Concretely, the mass spectrum information was obtained using DDA collection mode, and the Protein Pilot software was used to search the database. In the process of mass spectrometry analysis, the DDA data were searched at the 95% confidence level, which were taken as the quantitative database of SWATH-MS for subsequent analysis. The data obtained by SWATH-MS are quite complex. A further decoding process is necessary for generating meaningful information. The different peptides with a false positive error rate of less than 1% were selected for subsequent OPLS-DA analysis using SIMCA software [40]. To seek marker peptides as differentiators indicating collagen sources, the separated groups were classified as one group and OPLS-DA analysis was then performed.

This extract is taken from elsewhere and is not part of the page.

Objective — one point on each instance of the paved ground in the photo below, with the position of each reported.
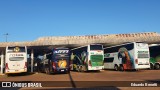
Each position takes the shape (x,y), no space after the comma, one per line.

3.11. Statistical Analysis

Each experiment was repeated at least three times. Statistical analyses were performed using one-way analysis of variance (ANOVA). The probability value of p < 0.05 was used as the criterion for significant differences.

4. Conclusions

In this study, the distribution of collagen fibers in tissues of tilapia skin and bone and skate skin fish and cartilage was different. All collagen had a complete triple helix structure and similar UV and X-ray characteristics. Type II collagen had obvious glycopeptide linkage. The Td temperature, Zeta potential, and the optimal self-assembly conditions of collagen from different sources were different. Further studies have shown that unique peptides of different sources and types of collagens could be obtained by SWATH-MS.